00:00 – What is a DAO?
02:08 – How are DAOs created?
04:00 – Do all DAOs have tokens?
05:00 – Can DAOs work everywhere?
08:35 – What does a DAOs Treasury do?
09:10 – When does a DAO work?
10:55 – How can DAOs help?
DAOs are central to the decentralized finance or DeFi ecosystem. It refers to an autonomous organization created for a specific goal, with no central authority. DAOs are based on an open-source code, or a public blockchain that everyone can enter.
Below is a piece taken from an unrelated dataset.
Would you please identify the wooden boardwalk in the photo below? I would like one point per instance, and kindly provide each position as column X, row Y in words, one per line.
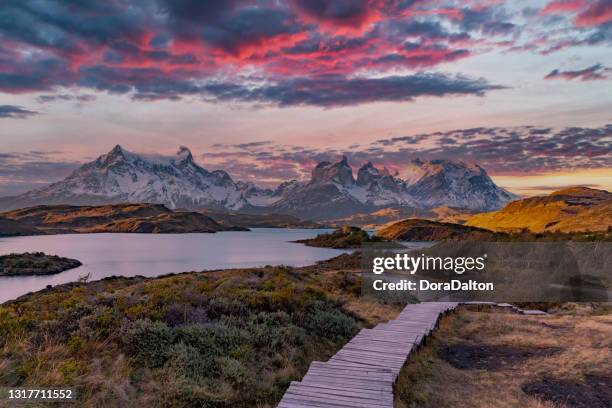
column 363, row 372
It is created as a self-governing body. There is no leader, one authenticator, and authority. it is distributed to members of the organization. The governance is voted on based on tokens. These tokens are locked in a treasury, which has a proposed supply schedule. In order for new members, to have a say in the DAO they have to buy the tokens. The greater the value of the DAO, the greater the value of the token. This promotes the gamification of the community.
The most popular DAO in the cryptocurrency world is Maker on the Ethereum Blockchain. It is behind the MKR cryptocurrency and the stablecoin DAI. But there are so many DAOs springing up in DeFi and NFTs.
The member’s of these DAOs decide which currencies to invest in (goal), based on a vote (token), and are self-governed (autonomous).